I remember a guy posting an old handwritten letter on Reddit, just asking for a transcript. And while I agree many people have terrible handwriting that is absolutely undecipherable for anyone but themselves (if at all), this was not the case at all here.
I understand why that would be a problem if someone never learned it or only in passing and never used it again, but it's so weird being able to read something naturally with no effort while others treat it like a mysterious cryptogram.
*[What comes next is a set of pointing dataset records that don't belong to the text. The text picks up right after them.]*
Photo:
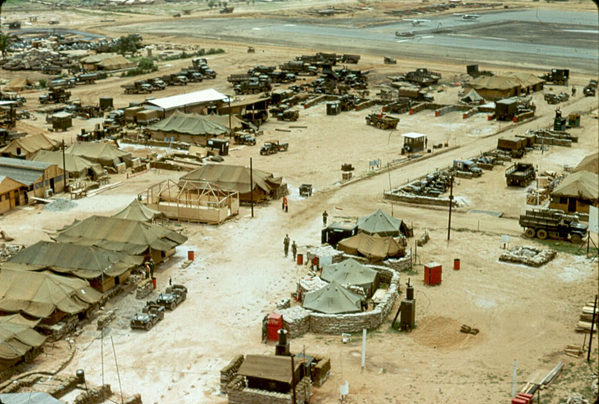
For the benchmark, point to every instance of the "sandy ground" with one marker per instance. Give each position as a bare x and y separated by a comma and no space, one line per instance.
240,272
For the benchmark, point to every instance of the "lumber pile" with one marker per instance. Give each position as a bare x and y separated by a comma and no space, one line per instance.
586,318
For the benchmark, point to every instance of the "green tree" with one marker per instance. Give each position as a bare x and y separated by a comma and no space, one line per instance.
3,43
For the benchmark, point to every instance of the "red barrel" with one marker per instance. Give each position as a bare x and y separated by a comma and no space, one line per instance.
456,264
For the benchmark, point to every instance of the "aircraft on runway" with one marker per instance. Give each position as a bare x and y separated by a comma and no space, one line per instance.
416,23
467,17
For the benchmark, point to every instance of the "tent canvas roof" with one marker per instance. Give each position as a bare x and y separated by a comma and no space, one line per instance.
349,272
333,299
581,184
275,368
590,163
29,145
236,178
381,223
190,124
74,163
374,247
138,211
85,262
39,294
16,339
102,152
116,234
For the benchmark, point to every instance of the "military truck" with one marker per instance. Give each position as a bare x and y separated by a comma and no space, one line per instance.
520,174
299,68
272,147
56,95
557,76
138,87
553,223
381,120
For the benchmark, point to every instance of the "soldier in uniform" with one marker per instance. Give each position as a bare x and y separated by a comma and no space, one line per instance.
286,244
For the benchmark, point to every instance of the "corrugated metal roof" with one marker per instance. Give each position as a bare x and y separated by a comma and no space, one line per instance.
181,100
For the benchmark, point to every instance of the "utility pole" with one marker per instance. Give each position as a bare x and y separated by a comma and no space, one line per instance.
450,206
251,187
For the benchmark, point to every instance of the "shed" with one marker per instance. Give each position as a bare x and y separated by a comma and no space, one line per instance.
414,142
576,193
62,121
333,299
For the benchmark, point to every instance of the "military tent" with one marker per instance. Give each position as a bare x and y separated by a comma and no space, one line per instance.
496,87
26,147
103,153
77,166
44,294
237,178
138,211
124,235
333,299
351,272
189,128
576,192
590,163
383,224
18,340
375,248
472,98
86,262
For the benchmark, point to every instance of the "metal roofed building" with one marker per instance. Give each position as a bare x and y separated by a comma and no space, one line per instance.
197,102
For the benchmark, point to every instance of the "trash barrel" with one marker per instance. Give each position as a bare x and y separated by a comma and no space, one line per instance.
456,264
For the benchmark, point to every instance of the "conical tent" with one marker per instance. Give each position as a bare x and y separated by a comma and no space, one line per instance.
333,299
351,272
374,248
138,211
380,223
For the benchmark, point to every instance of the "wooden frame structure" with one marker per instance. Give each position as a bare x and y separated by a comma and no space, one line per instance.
192,201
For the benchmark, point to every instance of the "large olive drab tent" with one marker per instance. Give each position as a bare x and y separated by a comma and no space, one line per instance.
351,272
333,299
129,236
237,178
17,339
76,166
44,294
103,153
85,262
190,128
138,211
383,224
375,248
27,146
590,163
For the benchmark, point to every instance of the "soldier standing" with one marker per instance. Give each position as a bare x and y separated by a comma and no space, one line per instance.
286,244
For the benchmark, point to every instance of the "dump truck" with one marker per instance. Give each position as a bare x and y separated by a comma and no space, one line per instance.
553,223
557,76
382,121
299,68
272,147
138,87
56,95
520,174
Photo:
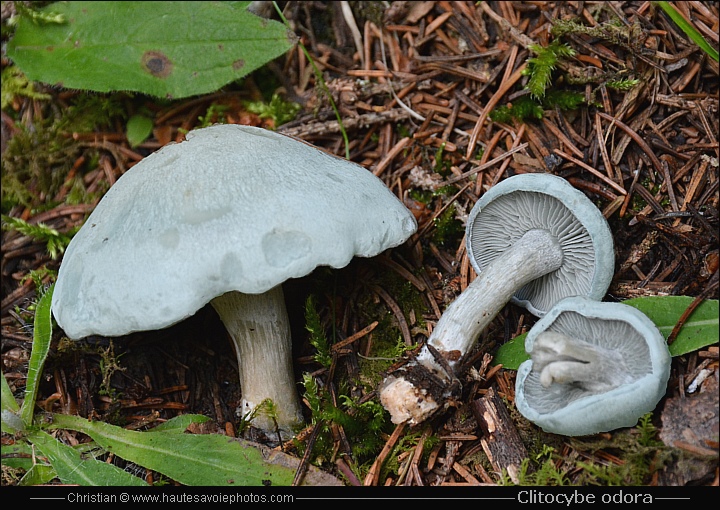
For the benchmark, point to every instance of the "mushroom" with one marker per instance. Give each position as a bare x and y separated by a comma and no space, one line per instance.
594,367
224,218
532,239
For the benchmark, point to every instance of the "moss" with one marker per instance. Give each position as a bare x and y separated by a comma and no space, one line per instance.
37,161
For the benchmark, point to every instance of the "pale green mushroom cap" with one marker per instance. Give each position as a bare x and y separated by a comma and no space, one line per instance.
233,208
546,202
639,363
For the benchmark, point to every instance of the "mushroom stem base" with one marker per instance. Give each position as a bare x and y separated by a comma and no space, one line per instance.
260,330
535,254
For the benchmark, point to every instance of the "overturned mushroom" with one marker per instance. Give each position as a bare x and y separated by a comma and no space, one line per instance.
224,218
532,238
594,367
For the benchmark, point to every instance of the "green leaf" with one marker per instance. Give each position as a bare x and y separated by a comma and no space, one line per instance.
8,400
689,29
190,459
42,334
698,331
179,424
38,474
512,353
138,129
73,468
164,49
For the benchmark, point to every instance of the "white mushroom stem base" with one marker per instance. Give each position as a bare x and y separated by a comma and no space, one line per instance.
409,396
564,360
260,329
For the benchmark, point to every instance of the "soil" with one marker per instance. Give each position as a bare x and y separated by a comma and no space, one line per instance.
416,87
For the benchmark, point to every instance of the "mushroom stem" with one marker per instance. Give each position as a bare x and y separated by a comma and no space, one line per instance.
535,254
260,330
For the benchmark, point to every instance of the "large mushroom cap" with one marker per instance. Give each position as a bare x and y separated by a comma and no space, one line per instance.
543,201
640,366
233,208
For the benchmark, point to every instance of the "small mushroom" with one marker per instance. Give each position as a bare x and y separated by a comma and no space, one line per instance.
532,239
224,218
594,367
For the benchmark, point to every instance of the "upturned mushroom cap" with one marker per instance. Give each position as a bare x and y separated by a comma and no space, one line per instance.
233,208
621,358
546,202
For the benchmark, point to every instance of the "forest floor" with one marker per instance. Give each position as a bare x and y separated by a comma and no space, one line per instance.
420,89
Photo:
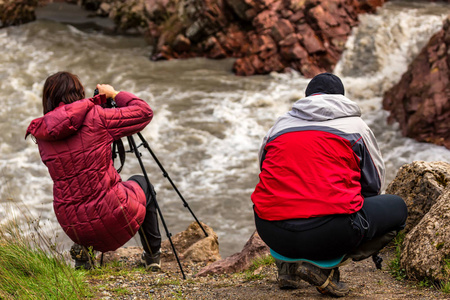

I guess they have stopped teaching it at some of schools in the United States. The kids that don't know it are really passionate about why they don't need to know it, to the point of calling it stupid. I made some arguments in a post about it a week ago and they're adamant that they don't need and don't want it. Obviously I think people should still learn it, but I don't sit on a school board.
I think cursive is a low priority on a list of increasingly important extracurricular topics.
I was taught how to write cursive before I emigrated to Ireland. When I arrived cursive writing isn't being used in the country. And to be honest, learning cursive is pointless. Like, why? It developed as a pretentious way to write by the elites in the past. We're learning how to write "normal" to start with when we were just starting in school. Then later on we're taught to write in cursive when we could write in more easily legible and readable separated letters. The advent of the computer and emails have made handwriting largely obsolete anyhow.
I've read an article of a professor lamenting the fact that new generations are not being taught how to write and read cursive. Admonishing who would be able to read old cursive handwritings for historical research and posterity. The professor may feel nostalgic for the old ways, but has it occurred to him that cursive writing is a relic of the past, and reading it could be done by a specialist historian, same way as someone who reads Sumerian cuneiform?
Well one use for cursive is to help dyslexic kids. it makes it easier for them to write and spell
I mean it's an objectively worse writing system. All caps printing is the most legible, and as writing is a form of communication, clarity is paramount.
I'm also very surprised no one has started calling it racist yet because of it's origins and which demographics historically used it. "Linguistic prescriptivism" is racist now, but handwriting is still A okay.